The artist said he was willing to clean up the canvas, but the buyer didn’t mind and thought the traces of the calamity added history and depth. “So I never worked around the painting,” Boafo said. This week, Thelma in Colored Blazer (2018) is estimated to fetch between $250,000 and $350,000 at Sotheby’s.

The background, which was originally monochrome white, is now the undulations of gray and white. Sotheby’s doesn’t mention the fire in its catalogue essay or condition report, which notes minor undulation, tears, and scattered areas of dust.

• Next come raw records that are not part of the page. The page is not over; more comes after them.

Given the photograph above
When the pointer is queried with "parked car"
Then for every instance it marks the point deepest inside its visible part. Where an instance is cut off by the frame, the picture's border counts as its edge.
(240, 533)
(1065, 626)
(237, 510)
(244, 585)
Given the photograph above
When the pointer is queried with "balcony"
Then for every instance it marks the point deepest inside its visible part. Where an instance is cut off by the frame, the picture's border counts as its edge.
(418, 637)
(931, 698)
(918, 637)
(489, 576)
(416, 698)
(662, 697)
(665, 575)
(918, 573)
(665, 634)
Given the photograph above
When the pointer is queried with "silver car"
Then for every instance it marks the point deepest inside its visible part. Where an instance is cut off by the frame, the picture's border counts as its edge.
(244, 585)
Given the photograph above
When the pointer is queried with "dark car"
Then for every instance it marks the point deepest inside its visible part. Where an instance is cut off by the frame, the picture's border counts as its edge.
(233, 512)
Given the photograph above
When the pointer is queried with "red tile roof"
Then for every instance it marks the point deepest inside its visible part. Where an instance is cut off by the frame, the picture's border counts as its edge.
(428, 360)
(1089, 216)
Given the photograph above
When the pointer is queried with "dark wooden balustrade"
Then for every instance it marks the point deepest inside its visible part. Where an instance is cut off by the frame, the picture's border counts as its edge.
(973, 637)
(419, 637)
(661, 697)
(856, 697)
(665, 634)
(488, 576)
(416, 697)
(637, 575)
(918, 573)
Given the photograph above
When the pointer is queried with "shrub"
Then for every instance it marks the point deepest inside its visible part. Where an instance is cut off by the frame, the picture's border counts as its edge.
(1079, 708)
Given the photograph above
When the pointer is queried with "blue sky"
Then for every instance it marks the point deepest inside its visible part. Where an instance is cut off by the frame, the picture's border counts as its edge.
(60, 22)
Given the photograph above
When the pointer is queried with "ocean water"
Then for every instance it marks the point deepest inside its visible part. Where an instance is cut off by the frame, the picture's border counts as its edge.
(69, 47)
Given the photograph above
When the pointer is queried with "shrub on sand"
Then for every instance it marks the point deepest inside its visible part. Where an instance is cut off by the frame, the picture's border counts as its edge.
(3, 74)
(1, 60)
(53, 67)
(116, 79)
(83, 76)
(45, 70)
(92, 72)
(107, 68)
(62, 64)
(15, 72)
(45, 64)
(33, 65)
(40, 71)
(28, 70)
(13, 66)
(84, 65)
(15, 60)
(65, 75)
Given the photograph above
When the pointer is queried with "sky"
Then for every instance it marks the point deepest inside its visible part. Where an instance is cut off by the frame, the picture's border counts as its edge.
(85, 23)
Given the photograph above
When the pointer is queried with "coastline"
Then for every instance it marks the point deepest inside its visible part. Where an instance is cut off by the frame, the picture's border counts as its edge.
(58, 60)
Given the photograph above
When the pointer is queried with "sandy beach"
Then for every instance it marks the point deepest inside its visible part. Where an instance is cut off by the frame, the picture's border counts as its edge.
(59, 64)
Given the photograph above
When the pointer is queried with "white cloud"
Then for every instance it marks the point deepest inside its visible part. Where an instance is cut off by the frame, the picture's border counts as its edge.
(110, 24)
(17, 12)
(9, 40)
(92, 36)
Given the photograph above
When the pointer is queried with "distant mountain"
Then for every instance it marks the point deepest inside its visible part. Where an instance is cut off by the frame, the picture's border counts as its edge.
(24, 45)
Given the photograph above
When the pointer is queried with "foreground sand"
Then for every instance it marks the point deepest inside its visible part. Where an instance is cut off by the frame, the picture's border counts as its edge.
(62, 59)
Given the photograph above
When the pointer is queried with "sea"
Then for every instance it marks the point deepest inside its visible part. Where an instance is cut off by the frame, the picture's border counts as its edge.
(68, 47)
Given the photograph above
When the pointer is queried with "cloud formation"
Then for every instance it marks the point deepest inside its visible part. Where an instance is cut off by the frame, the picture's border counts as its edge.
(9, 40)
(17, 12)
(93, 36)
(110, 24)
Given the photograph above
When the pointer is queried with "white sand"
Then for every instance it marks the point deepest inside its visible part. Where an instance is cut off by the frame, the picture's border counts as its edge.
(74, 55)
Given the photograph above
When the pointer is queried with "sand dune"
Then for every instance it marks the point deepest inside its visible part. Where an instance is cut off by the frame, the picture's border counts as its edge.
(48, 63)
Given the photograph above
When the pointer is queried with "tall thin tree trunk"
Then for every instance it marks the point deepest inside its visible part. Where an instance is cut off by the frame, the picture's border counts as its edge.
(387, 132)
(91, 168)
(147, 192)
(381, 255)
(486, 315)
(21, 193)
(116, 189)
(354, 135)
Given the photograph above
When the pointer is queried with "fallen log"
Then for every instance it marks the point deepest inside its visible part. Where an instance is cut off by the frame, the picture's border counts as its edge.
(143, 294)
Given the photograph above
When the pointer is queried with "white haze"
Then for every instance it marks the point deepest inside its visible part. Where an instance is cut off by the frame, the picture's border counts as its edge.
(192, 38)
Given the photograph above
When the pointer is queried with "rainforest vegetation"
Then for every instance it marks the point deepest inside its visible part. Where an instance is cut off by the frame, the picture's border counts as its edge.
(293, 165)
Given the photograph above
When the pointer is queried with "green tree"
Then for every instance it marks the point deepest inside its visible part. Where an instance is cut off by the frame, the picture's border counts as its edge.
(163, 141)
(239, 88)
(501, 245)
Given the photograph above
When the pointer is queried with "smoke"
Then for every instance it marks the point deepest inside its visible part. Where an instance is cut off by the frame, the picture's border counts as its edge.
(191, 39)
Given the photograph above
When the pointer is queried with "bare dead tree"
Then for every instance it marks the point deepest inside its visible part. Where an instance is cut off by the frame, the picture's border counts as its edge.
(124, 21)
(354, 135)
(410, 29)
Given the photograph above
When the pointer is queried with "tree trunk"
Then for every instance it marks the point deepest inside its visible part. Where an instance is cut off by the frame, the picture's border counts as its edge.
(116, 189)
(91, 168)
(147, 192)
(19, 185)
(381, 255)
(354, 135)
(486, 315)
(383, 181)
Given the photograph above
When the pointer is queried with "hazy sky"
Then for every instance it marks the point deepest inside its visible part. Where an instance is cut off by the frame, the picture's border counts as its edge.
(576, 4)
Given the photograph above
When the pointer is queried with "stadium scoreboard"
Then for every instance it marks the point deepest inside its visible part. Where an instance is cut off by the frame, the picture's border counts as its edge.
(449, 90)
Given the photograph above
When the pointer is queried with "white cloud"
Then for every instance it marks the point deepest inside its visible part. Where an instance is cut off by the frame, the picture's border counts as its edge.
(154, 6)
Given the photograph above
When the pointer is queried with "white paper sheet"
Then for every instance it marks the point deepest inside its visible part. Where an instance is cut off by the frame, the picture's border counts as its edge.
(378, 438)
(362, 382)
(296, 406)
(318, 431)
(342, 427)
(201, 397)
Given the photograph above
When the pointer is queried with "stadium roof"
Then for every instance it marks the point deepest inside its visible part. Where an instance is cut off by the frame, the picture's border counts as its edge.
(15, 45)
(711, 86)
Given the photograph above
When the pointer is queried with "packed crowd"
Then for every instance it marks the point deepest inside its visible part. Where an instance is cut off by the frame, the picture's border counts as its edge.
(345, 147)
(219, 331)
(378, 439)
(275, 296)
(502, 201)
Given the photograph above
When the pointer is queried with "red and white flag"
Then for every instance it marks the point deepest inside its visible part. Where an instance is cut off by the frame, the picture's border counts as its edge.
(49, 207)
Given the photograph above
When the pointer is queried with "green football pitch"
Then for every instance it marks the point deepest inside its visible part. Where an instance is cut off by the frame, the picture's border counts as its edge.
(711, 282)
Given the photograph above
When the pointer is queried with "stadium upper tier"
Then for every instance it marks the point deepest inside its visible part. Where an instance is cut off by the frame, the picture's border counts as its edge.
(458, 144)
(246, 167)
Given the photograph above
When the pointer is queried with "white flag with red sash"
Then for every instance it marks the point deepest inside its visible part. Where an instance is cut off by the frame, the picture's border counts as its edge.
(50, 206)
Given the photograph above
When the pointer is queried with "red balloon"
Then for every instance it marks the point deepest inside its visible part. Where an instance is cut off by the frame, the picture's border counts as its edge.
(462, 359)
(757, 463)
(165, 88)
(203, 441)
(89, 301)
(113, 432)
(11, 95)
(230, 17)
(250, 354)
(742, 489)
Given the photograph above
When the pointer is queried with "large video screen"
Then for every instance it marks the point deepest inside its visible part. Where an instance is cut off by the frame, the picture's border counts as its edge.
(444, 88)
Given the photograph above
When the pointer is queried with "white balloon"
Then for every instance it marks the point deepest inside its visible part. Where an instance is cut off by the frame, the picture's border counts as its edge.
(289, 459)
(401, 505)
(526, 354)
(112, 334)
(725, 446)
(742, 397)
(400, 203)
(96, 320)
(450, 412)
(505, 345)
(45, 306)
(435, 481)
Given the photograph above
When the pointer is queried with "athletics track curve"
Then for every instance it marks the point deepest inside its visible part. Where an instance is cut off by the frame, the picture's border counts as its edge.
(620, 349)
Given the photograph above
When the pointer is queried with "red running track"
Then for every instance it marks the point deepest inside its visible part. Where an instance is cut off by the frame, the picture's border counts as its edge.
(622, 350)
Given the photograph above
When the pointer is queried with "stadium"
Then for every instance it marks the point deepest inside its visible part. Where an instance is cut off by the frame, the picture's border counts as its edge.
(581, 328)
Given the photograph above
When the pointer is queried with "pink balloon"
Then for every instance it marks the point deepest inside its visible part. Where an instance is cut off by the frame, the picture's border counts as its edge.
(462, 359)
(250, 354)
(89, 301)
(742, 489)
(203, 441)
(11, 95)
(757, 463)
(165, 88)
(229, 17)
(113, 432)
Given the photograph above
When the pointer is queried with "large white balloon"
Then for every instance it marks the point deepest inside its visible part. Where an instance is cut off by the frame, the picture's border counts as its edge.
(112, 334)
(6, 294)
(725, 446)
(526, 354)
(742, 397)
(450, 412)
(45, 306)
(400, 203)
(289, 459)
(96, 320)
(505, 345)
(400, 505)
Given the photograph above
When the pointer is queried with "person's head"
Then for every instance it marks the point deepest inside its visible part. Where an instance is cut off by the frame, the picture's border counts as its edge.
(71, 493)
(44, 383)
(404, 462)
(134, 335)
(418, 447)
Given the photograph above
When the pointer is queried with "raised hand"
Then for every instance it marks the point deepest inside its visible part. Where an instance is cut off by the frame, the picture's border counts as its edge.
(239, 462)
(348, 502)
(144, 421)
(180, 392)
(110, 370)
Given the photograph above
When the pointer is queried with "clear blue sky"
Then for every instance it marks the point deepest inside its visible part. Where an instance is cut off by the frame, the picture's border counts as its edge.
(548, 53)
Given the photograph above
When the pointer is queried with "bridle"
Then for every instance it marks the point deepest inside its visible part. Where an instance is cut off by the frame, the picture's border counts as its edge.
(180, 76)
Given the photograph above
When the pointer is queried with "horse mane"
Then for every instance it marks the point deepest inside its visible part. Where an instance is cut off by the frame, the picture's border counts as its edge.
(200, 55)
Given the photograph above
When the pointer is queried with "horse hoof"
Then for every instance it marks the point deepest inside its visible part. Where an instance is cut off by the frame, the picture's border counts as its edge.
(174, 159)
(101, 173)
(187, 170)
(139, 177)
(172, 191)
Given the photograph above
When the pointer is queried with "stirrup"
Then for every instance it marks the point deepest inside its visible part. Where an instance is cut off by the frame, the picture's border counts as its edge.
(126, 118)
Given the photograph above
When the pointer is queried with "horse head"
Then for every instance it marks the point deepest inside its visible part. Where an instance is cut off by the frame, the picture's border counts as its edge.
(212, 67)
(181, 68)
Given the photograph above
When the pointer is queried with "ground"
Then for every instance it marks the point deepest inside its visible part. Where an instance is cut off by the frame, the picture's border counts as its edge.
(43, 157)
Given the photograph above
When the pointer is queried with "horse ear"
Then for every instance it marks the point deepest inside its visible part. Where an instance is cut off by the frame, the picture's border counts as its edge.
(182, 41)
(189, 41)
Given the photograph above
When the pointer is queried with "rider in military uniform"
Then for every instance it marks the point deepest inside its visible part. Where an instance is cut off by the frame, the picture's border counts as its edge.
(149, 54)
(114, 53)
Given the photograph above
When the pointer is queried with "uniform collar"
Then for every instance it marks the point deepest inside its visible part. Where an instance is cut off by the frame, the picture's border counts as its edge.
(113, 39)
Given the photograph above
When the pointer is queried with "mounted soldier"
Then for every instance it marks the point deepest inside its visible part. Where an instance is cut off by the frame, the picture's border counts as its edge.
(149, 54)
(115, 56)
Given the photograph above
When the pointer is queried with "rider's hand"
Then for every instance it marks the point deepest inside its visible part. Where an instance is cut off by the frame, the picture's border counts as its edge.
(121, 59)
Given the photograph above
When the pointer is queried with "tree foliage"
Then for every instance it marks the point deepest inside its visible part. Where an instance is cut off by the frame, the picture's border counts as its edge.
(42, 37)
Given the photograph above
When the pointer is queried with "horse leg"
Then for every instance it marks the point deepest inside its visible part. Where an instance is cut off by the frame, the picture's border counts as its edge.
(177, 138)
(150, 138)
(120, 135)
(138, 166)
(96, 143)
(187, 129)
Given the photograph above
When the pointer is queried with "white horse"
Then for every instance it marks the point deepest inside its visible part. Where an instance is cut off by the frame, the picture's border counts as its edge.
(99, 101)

A Sotheby’s spokesperson said the auction house is aware of the fire and has been in touch with the artist. “Technically, it’s not a condition issue,” he said. “The work passed through the artist’s studio. The artist approved that sale. From our perspective, there’s no issue. It’s not like it’s charred.”

The greatest problem was smoke damage, said Bennett Roberts, owner of Roberts Projects in Los Angeles, who gave Boafo his first solo show in the U.S. (At the time, prices for Boafo’s paintings started at $5,000.) Roberts bought one work in a condition similar to that of Thelma in Colored Blazer. “I liked it even more,” he said.